Après l’après, comment vivre SANS, sans Ève, amputée de soi ? Caché : ce qui m’attend « après » Ève, si « après » a un sens. Hypothèses : 1) il n’y a pas d’après, elle resterait, éternellement, mêlée à moi » ; 2) un trou dans mon flanc, ou dans mon dos, une terreur. Une amputation du cerveau. Au lieu d’une retrouvaille avec moi, un immense affaiblissement du cœur et de la tête, abêtissement, perte de ma force d’analyse.
Après l’après, s’adresser la mission de rejoindre Ève, lui chuchoter « attends, j’arrive »,
après l’après, lancer la promesse de la retrouver par de l’écriture machinant de la vie pour l’autre côté,
après l’après, laisser « Lécriture » dessiner des paysages pour Ève, maintenant qu’Ève est en Hélènie.

« Le-livre-que-je-n’écrirai-jamais » qui hante l’œuvre d’Hélène Cixous, qui est le moteur absent/agissant, le foyer secret, l’horizon de tous ses livres, on pourrait dire qu’Ève l’a écrit.
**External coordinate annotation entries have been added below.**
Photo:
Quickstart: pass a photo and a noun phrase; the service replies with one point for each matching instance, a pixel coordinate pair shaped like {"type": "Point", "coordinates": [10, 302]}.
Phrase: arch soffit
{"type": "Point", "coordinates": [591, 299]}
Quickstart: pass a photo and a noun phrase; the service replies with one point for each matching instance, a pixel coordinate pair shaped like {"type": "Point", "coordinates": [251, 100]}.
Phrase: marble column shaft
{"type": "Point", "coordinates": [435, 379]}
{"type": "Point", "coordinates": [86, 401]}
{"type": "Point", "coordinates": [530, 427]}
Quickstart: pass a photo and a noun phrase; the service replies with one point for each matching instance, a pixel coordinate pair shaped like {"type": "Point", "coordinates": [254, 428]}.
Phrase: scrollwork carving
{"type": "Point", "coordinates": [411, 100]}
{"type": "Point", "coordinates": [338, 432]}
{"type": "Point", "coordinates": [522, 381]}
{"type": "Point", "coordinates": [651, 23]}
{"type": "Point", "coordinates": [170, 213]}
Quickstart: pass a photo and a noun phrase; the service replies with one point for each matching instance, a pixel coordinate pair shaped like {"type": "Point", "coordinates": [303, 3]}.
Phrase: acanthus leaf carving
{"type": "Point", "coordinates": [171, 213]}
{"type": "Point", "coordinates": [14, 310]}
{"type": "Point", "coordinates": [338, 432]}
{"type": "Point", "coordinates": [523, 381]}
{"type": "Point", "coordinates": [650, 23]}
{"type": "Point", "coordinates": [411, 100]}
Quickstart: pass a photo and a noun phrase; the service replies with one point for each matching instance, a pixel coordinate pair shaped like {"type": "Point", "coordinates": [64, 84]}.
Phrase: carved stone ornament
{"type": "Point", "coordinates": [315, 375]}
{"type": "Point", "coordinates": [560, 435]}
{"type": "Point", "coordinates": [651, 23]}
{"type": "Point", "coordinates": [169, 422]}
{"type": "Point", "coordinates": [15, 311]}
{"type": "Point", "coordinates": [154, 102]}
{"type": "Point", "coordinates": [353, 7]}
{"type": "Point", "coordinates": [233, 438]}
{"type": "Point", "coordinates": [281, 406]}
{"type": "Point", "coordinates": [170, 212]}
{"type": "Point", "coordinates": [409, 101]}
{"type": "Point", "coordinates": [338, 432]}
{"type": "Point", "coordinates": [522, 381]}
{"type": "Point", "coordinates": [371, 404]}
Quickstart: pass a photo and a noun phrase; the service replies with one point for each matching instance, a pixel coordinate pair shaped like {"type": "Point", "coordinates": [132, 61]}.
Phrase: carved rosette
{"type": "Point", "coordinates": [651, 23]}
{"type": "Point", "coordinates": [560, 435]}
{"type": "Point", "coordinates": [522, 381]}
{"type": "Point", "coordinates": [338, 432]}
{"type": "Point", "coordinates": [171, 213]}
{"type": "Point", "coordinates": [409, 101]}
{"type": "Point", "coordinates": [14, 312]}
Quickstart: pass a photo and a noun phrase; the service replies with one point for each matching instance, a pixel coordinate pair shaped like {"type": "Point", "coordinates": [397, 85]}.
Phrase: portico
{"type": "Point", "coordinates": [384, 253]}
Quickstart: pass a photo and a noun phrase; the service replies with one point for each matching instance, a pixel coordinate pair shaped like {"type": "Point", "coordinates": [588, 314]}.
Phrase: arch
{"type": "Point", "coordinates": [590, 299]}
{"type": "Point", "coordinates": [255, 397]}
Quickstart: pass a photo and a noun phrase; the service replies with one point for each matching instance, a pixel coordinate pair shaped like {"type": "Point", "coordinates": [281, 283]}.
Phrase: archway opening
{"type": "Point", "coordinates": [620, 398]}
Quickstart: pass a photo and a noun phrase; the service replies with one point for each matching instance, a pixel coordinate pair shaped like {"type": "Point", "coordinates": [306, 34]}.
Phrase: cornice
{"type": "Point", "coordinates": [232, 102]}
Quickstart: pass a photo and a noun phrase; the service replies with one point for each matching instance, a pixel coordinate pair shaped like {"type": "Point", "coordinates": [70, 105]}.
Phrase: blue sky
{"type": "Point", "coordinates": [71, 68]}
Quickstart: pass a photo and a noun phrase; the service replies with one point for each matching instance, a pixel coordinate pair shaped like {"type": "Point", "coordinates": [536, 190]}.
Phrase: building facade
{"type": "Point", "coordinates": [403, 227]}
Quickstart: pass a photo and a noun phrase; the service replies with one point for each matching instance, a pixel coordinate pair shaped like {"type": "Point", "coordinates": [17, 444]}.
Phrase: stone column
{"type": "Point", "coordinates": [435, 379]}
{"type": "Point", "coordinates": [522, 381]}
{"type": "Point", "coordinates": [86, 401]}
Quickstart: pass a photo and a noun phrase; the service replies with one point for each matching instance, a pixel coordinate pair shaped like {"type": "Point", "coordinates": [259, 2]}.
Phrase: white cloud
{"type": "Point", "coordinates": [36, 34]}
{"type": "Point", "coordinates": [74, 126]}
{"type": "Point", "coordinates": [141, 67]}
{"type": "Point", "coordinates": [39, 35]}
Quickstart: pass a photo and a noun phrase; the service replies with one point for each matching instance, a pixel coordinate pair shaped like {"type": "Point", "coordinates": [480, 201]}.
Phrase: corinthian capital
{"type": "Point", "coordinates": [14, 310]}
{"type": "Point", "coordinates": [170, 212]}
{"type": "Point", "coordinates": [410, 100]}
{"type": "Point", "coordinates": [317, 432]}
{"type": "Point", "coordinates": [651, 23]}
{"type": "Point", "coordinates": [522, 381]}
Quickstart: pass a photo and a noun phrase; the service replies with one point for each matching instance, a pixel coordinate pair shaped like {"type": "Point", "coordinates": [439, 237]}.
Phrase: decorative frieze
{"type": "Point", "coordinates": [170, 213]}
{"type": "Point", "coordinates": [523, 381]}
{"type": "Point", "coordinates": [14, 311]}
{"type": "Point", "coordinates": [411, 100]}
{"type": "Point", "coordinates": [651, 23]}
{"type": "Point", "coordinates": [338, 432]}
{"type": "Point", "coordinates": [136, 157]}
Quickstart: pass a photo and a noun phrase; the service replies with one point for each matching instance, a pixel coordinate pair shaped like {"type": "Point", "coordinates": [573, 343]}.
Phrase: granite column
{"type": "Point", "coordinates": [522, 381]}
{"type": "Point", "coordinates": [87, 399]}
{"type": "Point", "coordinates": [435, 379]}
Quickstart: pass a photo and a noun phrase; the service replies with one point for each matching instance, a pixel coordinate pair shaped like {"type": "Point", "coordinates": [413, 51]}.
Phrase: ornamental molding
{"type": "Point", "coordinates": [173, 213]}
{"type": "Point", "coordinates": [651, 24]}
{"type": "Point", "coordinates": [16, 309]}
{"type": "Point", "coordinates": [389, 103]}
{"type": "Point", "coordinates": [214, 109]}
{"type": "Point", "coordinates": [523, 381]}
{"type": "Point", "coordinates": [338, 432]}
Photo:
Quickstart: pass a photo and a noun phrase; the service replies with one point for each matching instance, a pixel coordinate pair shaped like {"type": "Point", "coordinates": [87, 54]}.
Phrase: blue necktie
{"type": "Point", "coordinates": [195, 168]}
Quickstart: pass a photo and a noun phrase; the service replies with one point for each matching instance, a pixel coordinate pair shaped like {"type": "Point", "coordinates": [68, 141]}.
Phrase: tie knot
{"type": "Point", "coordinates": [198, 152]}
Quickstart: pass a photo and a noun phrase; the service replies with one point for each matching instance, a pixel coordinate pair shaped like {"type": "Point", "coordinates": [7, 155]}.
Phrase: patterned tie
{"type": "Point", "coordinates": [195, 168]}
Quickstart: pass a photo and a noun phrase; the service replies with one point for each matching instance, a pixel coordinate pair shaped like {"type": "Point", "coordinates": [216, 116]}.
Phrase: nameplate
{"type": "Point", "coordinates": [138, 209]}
Mais elle l’a écrit sans l’écrire, en laissant flotter dans les vents du rêve le corps vertigineux du « Livre-que-je-n’écris-pas », du LQJNP, acronyme soustrait à la vocalisation, mot imprononçable qui dynamise l’infinité de l’écriture.

Véronique Bergen


 Hélène Cixous, Homère est morte…, Galilée, 224 pp., 26 euros.